Me giro lentamente, el corazón latiendo con fuerza, y cuando finalmente lo veo, mis piernas flaquean. Un estremecimiento recorre mi cuerpo, y siento como si mi alma abandonara mi cuerpo al verlo.

¿Qué demonios significa esto?

Su mirada recorre mi figura, y en un instante, recuerdos de esa noche regresan a mí como un torrente: sus ojos, su sonrisa, la intensidad de un momento que nunca debería haber ocurrido.

—Damián, ella es Lucrecia, mi hija.
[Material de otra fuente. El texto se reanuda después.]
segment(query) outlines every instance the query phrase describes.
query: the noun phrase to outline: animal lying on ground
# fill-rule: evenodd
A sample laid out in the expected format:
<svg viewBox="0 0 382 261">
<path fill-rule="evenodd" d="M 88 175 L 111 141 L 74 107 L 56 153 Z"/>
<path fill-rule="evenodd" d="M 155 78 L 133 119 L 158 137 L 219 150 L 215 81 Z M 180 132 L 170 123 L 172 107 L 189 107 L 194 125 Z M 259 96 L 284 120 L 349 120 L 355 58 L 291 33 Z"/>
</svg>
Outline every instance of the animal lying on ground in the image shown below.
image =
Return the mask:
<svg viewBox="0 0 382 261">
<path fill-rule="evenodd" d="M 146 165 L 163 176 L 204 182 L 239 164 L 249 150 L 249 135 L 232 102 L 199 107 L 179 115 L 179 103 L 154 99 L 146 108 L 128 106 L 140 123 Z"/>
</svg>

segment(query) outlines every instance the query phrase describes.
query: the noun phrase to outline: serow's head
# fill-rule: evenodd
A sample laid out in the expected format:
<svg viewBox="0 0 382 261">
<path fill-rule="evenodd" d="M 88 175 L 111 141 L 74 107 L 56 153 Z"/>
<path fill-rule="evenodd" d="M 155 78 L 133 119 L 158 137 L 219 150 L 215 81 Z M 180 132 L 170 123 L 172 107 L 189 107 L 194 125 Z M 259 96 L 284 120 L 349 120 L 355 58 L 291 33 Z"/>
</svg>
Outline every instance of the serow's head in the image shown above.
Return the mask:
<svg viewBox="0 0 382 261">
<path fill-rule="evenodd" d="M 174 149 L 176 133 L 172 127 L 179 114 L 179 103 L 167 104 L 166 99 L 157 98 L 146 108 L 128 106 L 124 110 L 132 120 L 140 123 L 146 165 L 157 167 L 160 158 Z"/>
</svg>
Hija, él es mi gran amigo Damián Solís —dice mi padre, presentándonos.

El aire se vuelve denso, y el mundo a mi alrededor se detiene por un instante.

—Esto debe ser una maldita broma... —susurro, incapaz de asimilar la realidad que me rodea.

Damián se queda inmóvil, su expresión cambiando de sorpresa a una mezcla de confusión y reconocimiento. La tensión en el aire es palpable, y el silencio se siente como un eco entre nosotros.

—Lulú —dice finalmente, como si pronunciara mi nombre por primera vez.

Los recuerdos de aquella noche regresan a mi mente, y el caos en mi pecho se intensifica. La idea de que estaré atrapada aquí, en esta hacienda, bajo la vigilancia de Damián, me aterra y a la vez me fascina.

No sé cómo manejar esto. ¿Qué va a pasar ahora?